# Rebooting Computing

* How to beat the end of Moore’s Law *

Elie Track and Tom Conte were co-chairs of the recently-held Third IEEE workshop on *Rebooting Computing*. Tom is a computer architect at Georgia Tech. A year ago he became the 2014 President-Elect of the IEEE Computer Society, which according to both the press release and Conte’s Wikipedia page entails that he “currently serves as the 2015 President.” I guess that is one way to stay focused on the future. Track is president of the IEEE Council on Superconductivity. A year ago he founded nVizix, a startup to develop photovoltaic power, and serves as CEO. He is also a senior partner at Hypres, a superconducting electronics company.

Today I wish to relate some of what happened last week at the meeting.

The meeting was held in Santa Cruz and had about forty participants. I was honored to be one of them. The problem we were given to consider is simple to state:

Computers are growing in importance every day, in all aspects of our lives. Yet the never-ending increase in their performance and the corresponding decrease in their price seems to be near the end.

Essentially this is saying that Moore’s Law, named for Gordon Moore, is about to end.

Well “about” is a bit tricky. Some would argue it has already ended: computers continue to have more transistors, but the clock rate of a processor has stayed much the same. Some argue that it will end in a few decades. Yet others claim that it could go on for a while longer. Lawrence Krauss and Glenn Starkman see the limit still six hundred—yes 600—years away. This is based on the physics of the Universe and the famous Bekenstein bound. I wonder if this limit has any reality when we consider smartphones, tablets, and laptops?

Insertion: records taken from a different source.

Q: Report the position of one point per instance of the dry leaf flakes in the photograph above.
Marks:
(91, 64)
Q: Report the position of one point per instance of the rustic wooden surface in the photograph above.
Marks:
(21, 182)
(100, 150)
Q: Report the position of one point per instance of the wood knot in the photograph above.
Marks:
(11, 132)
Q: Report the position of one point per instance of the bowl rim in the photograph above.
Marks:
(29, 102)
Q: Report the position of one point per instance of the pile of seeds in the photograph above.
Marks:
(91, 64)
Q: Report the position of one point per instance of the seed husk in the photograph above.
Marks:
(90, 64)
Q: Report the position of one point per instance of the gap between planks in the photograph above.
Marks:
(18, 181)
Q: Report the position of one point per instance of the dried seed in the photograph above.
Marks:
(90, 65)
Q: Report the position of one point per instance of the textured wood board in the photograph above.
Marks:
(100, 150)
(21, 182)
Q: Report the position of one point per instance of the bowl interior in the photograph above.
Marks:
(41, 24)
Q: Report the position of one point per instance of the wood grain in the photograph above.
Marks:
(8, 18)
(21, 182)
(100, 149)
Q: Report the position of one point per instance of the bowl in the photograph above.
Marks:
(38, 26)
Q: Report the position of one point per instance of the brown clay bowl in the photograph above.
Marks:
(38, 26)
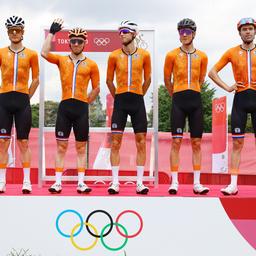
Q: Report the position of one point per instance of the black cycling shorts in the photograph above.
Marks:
(244, 103)
(129, 104)
(187, 103)
(15, 106)
(72, 113)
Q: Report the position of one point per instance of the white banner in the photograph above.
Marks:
(155, 226)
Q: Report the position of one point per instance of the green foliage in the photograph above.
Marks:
(35, 115)
(97, 116)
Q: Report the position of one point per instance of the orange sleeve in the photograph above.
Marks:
(95, 76)
(147, 66)
(224, 60)
(34, 65)
(53, 58)
(111, 67)
(203, 69)
(168, 66)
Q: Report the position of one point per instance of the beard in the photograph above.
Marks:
(77, 53)
(17, 42)
(127, 43)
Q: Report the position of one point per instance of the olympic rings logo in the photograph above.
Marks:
(92, 230)
(219, 108)
(101, 41)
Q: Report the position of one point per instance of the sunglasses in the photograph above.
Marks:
(245, 21)
(124, 31)
(185, 32)
(14, 30)
(76, 41)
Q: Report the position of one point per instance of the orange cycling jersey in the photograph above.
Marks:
(243, 65)
(129, 70)
(15, 68)
(188, 69)
(75, 77)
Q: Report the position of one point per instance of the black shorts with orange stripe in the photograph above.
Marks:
(129, 104)
(244, 103)
(72, 113)
(187, 103)
(15, 106)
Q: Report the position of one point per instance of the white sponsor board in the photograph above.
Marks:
(171, 226)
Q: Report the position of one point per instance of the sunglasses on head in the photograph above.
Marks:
(245, 21)
(14, 30)
(185, 32)
(124, 31)
(76, 41)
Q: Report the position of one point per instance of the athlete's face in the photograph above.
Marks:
(15, 34)
(186, 36)
(77, 45)
(126, 36)
(247, 33)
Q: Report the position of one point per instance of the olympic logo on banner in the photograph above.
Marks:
(92, 230)
(101, 41)
(219, 108)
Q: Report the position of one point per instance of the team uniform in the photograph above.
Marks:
(129, 70)
(73, 109)
(244, 69)
(14, 90)
(188, 71)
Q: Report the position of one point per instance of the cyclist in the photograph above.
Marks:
(187, 65)
(16, 61)
(76, 70)
(243, 61)
(132, 67)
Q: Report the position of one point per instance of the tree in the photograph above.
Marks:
(97, 116)
(165, 103)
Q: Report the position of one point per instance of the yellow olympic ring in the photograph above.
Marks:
(74, 243)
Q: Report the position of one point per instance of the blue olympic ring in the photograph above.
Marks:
(58, 219)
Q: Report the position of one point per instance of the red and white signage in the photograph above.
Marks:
(219, 136)
(97, 41)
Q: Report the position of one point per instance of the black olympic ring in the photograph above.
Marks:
(110, 227)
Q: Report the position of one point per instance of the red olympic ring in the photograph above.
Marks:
(135, 234)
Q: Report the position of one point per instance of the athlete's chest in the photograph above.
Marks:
(18, 61)
(134, 61)
(243, 58)
(80, 68)
(183, 60)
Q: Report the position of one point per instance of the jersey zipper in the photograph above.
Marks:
(129, 71)
(15, 70)
(74, 78)
(249, 67)
(189, 70)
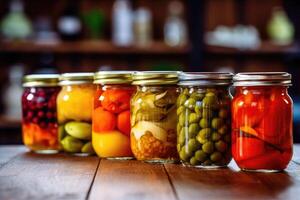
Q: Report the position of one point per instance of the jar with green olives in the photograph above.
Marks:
(204, 119)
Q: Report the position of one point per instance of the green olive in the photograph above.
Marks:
(193, 130)
(223, 130)
(216, 123)
(181, 99)
(204, 123)
(194, 161)
(180, 110)
(200, 155)
(216, 156)
(190, 103)
(215, 136)
(208, 147)
(221, 146)
(223, 113)
(197, 96)
(194, 118)
(193, 145)
(207, 113)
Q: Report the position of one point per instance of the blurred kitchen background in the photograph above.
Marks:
(193, 35)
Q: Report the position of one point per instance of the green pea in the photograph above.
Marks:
(207, 113)
(180, 110)
(216, 156)
(208, 147)
(223, 130)
(223, 113)
(193, 145)
(193, 130)
(200, 155)
(221, 146)
(190, 103)
(194, 118)
(216, 123)
(215, 136)
(197, 96)
(204, 123)
(194, 161)
(181, 99)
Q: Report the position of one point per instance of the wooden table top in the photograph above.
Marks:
(25, 175)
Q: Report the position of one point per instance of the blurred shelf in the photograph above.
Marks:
(266, 48)
(93, 47)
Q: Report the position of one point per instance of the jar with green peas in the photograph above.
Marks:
(204, 119)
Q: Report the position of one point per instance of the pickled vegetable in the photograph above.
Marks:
(204, 124)
(153, 122)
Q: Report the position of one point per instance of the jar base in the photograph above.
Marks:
(46, 151)
(262, 170)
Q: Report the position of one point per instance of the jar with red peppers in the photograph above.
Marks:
(111, 115)
(39, 121)
(262, 121)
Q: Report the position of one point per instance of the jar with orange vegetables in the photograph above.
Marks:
(74, 112)
(111, 115)
(39, 120)
(262, 121)
(153, 116)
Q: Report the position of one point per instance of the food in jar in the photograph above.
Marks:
(204, 126)
(153, 122)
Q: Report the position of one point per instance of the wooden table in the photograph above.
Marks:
(25, 175)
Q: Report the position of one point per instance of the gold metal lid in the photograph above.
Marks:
(76, 78)
(113, 77)
(155, 78)
(262, 79)
(205, 78)
(40, 80)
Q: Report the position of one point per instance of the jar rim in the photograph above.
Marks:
(113, 77)
(155, 78)
(76, 78)
(262, 79)
(205, 78)
(40, 80)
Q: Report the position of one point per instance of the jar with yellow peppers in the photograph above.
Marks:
(153, 116)
(74, 112)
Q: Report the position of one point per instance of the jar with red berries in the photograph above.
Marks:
(39, 120)
(111, 137)
(74, 112)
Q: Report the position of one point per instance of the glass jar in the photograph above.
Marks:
(204, 121)
(153, 116)
(74, 112)
(39, 118)
(262, 121)
(111, 137)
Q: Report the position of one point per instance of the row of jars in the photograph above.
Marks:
(162, 117)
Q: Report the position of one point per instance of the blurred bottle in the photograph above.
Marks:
(175, 30)
(15, 24)
(13, 92)
(280, 28)
(122, 17)
(69, 23)
(143, 27)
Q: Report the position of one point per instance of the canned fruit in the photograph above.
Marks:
(204, 124)
(111, 144)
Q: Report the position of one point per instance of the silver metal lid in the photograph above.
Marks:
(262, 79)
(76, 78)
(205, 78)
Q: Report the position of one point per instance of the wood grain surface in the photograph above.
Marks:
(25, 175)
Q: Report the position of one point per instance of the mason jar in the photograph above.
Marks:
(74, 112)
(39, 118)
(153, 116)
(204, 121)
(262, 121)
(111, 115)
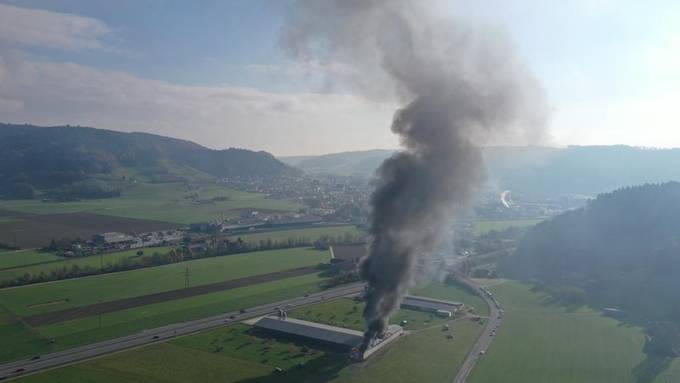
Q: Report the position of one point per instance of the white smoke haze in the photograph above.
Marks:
(460, 88)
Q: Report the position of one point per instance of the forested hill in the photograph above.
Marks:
(49, 156)
(622, 250)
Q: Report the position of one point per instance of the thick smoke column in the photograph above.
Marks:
(461, 87)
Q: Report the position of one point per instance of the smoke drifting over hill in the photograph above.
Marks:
(460, 87)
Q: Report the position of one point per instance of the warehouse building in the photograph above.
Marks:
(332, 337)
(435, 306)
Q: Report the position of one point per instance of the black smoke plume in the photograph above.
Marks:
(460, 87)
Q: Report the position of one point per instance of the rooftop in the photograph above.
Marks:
(317, 331)
(423, 303)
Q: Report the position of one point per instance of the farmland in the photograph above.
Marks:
(45, 262)
(21, 302)
(483, 227)
(312, 233)
(542, 342)
(33, 230)
(17, 258)
(28, 341)
(27, 300)
(165, 202)
(236, 354)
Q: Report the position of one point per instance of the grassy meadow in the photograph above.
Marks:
(541, 342)
(169, 202)
(27, 341)
(52, 262)
(238, 354)
(17, 258)
(30, 299)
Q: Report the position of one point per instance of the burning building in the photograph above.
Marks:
(330, 337)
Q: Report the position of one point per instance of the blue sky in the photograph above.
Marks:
(212, 72)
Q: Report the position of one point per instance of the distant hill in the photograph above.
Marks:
(45, 157)
(360, 163)
(538, 171)
(620, 251)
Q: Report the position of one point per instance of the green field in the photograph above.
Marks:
(56, 263)
(483, 227)
(27, 341)
(24, 257)
(307, 233)
(237, 354)
(167, 202)
(539, 342)
(106, 287)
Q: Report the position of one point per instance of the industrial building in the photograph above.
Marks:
(336, 338)
(436, 306)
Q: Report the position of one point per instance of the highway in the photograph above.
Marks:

In 2005, Gordon Moore stated: “It can’t continue forever.” Herbert Stein’s Law says:

“If something cannot go on forever, it will stop.”

I love this law.

## The Main Issues

The workshop was divided into four groups—see here for the program.

- Security
- Parallelism
- Human Computer Interaction
- Randomness and Approximation

Let me say something about each of these areas. Security is one of the most difficult areas in all of computing. The reason is that it is essentially a game between the builders of systems and the attackers. Under standard adversarial modeling, the attackers win provided there is one hole in the system. Those at meeting discussed at length how this makes security difficult—impossible?—to achieve. The relationship to the end of Moore’s Law is weaker than in the other groups. Whether computers continue to gain in price-performance, security will continue to be a huge problem.

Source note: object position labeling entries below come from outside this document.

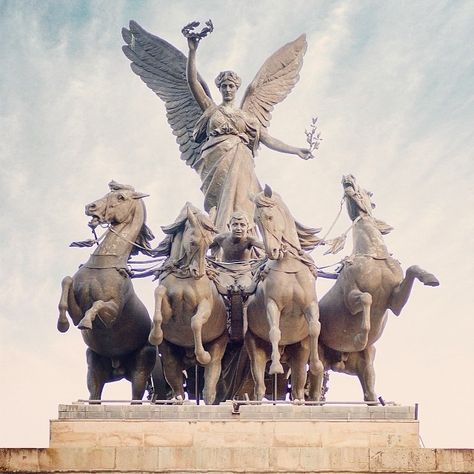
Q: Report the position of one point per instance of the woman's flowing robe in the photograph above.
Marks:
(226, 165)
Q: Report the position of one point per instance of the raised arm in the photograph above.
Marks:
(191, 75)
(278, 145)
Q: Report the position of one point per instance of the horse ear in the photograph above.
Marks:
(189, 213)
(137, 195)
(213, 214)
(267, 191)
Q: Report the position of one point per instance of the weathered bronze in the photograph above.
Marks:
(283, 313)
(353, 313)
(218, 141)
(189, 312)
(101, 301)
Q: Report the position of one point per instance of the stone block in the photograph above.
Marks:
(136, 459)
(19, 459)
(76, 459)
(292, 434)
(170, 433)
(455, 460)
(403, 460)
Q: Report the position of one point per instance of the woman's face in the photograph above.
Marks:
(228, 90)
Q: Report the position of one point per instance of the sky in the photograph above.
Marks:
(391, 85)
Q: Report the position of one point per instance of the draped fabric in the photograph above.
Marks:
(226, 164)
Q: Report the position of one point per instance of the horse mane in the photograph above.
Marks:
(143, 240)
(170, 246)
(298, 235)
(307, 236)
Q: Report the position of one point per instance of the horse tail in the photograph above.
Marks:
(236, 316)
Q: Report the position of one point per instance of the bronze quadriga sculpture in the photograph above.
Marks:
(283, 313)
(189, 311)
(353, 313)
(101, 301)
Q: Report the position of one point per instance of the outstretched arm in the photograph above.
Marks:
(191, 75)
(278, 145)
(253, 242)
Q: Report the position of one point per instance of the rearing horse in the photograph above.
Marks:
(189, 312)
(353, 313)
(101, 301)
(283, 313)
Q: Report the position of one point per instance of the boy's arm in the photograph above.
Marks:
(253, 242)
(216, 245)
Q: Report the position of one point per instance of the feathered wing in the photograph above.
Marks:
(162, 68)
(274, 81)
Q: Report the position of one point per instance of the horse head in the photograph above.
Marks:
(275, 223)
(116, 207)
(359, 203)
(188, 239)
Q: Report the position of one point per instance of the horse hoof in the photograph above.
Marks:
(154, 339)
(177, 400)
(84, 324)
(360, 341)
(276, 368)
(429, 280)
(63, 326)
(316, 367)
(204, 358)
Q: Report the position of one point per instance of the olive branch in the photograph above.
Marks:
(188, 30)
(313, 136)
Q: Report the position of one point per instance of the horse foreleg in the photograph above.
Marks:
(366, 373)
(156, 333)
(273, 317)
(173, 368)
(360, 302)
(197, 322)
(297, 358)
(402, 292)
(63, 323)
(99, 371)
(258, 360)
(212, 371)
(314, 327)
(106, 310)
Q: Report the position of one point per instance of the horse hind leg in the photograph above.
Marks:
(258, 360)
(173, 367)
(402, 292)
(156, 333)
(197, 322)
(273, 317)
(63, 323)
(107, 309)
(212, 370)
(297, 358)
(99, 372)
(314, 327)
(140, 368)
(357, 302)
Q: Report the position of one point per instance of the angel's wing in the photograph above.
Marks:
(163, 69)
(274, 81)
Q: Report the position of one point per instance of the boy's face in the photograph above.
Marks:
(238, 227)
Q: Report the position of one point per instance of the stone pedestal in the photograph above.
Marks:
(257, 439)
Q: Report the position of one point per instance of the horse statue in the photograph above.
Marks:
(101, 301)
(353, 313)
(189, 312)
(282, 315)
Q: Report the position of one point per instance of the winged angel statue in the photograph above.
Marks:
(218, 141)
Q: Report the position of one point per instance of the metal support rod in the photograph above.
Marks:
(196, 383)
(275, 387)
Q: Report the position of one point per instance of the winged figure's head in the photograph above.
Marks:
(228, 82)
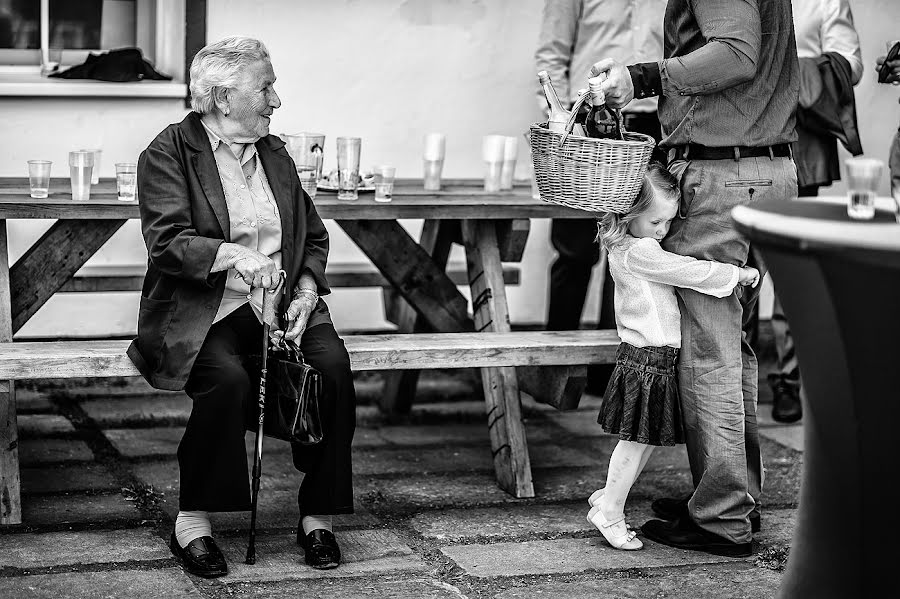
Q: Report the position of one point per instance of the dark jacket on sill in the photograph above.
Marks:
(184, 219)
(123, 65)
(827, 113)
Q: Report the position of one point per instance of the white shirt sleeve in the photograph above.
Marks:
(839, 34)
(646, 260)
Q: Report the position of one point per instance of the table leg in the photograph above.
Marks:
(400, 385)
(501, 390)
(10, 492)
(67, 245)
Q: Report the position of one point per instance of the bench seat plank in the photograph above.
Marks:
(106, 358)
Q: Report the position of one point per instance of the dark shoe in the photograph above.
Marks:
(684, 534)
(786, 406)
(320, 549)
(672, 508)
(201, 557)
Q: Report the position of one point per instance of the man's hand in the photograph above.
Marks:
(893, 67)
(617, 87)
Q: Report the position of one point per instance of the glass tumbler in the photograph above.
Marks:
(348, 151)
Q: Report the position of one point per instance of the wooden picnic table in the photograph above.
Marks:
(493, 228)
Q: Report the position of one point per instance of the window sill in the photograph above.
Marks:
(33, 85)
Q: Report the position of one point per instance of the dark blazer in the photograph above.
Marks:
(184, 219)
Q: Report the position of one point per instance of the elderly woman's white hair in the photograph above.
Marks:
(219, 64)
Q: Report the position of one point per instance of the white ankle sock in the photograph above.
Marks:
(190, 526)
(311, 523)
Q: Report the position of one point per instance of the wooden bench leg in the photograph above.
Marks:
(10, 497)
(501, 389)
(400, 385)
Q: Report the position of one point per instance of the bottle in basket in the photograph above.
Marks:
(601, 122)
(559, 116)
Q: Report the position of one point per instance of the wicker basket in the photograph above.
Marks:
(595, 175)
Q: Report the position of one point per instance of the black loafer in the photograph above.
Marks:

Parallelism is a long-studied problem. Making sequential programs into parallel ones is a famously difficult problem. It is gaining importance precisely because of the end of Moore’s Law. The failure to make faster single processors is giving us chips that have several and soon hundreds of processors. The central question is, how can we possibly use these many processors to speed up our algorithms? What I like about this problem is it is really a theory type question: Can we build parallel algorithms for tasks that seem inherently sequential?

Human Computer Interaction (HCI) is about helping humans, us, to use computers to do our work. Gregory Abowd of Georgia Tech gave a great talk on this issue. His idea is that future computing is all about three things:

- Clouds
- Crowds
- Shrouds

Of course “clouds” refers to the rise of cloud computing, which is already an important area. And “crowds” refers not only to organized crowdsourcing but also to rising use of social media to gather information, try experiments, make decisions, and more.

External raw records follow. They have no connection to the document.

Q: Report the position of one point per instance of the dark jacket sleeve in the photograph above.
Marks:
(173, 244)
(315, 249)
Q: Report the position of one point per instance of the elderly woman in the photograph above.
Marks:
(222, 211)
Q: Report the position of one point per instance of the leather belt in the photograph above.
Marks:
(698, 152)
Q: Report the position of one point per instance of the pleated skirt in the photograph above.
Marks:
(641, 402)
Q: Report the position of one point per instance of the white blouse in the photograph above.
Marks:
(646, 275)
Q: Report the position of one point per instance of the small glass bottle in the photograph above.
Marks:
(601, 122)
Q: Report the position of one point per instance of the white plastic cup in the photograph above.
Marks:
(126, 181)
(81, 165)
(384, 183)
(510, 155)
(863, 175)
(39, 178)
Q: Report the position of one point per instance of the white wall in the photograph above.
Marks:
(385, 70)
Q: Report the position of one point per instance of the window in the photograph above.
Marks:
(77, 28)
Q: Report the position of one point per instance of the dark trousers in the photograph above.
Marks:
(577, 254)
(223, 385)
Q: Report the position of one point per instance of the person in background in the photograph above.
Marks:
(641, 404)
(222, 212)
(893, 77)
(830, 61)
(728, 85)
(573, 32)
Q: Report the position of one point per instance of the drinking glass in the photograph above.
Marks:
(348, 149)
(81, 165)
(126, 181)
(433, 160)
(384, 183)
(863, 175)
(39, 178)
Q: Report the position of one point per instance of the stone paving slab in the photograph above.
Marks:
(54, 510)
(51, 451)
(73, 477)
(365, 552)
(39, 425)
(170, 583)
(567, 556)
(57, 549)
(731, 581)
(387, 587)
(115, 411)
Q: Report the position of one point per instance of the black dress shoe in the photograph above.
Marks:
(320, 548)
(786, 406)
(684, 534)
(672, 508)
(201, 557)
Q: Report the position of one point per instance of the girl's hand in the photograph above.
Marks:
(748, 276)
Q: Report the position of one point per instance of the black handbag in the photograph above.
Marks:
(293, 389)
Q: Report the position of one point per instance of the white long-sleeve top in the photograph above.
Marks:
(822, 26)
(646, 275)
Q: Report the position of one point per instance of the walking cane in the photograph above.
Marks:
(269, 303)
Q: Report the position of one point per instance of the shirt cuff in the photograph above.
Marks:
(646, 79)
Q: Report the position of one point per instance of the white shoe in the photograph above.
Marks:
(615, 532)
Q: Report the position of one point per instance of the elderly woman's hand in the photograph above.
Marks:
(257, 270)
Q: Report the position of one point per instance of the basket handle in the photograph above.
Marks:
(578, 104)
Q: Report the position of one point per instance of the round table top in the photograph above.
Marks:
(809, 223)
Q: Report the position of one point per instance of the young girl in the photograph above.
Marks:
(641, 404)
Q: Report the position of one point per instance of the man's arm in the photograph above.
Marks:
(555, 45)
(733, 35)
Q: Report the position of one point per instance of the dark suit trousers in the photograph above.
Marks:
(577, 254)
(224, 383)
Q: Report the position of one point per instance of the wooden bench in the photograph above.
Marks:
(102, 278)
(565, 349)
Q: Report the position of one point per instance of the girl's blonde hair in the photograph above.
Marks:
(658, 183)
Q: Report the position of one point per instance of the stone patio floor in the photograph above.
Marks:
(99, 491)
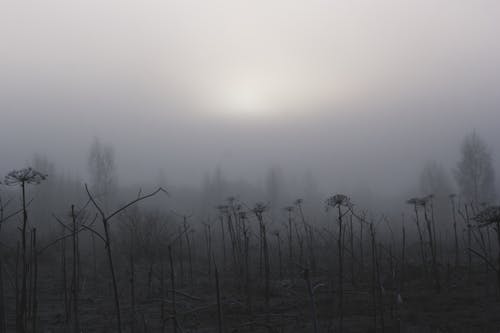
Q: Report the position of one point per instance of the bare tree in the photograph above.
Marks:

The last, “shrouds,” is a strange use of the word, I think. Gregory means by “shrouds” the computerized smart devices that we will soon be surrounded with every day. Now it may just be a smartphone, but soon it will include watches, glasses, implants, and who knows what else. Ken’s recent TEDxBuffalo talk covered the same topic, including evidence that human-computer partnerships made better chess moves than computers acting alone, at least until very recently.

The last area is randomness and approximation. This sounds near and dear to theory, and it is. Well, the workshop folks mean it in a slightly different manner. The rough idea is that if it is impossible to run a processor faster, then perhaps we can get around that by changing the way processors work. Today’s processors are made to compute exactly. Yes they can make errors, but they are very rare. The new idea is to run the processor’s much faster to the point where they will make random errors and also be unable to compute to high precision. The belief is that perhaps this could then be used to make them more useful.

The fundamental question is: If we have fast processors that are making lots of errors, can we use them to get better overall performance? The answer is unknown. But the mere possibility is intriguing. It makes a nice contrast:

Today we operate like this:

Design approximate algorithms that run on exact processors. Can we switch this around: Design algorithms that operate on approximate processors?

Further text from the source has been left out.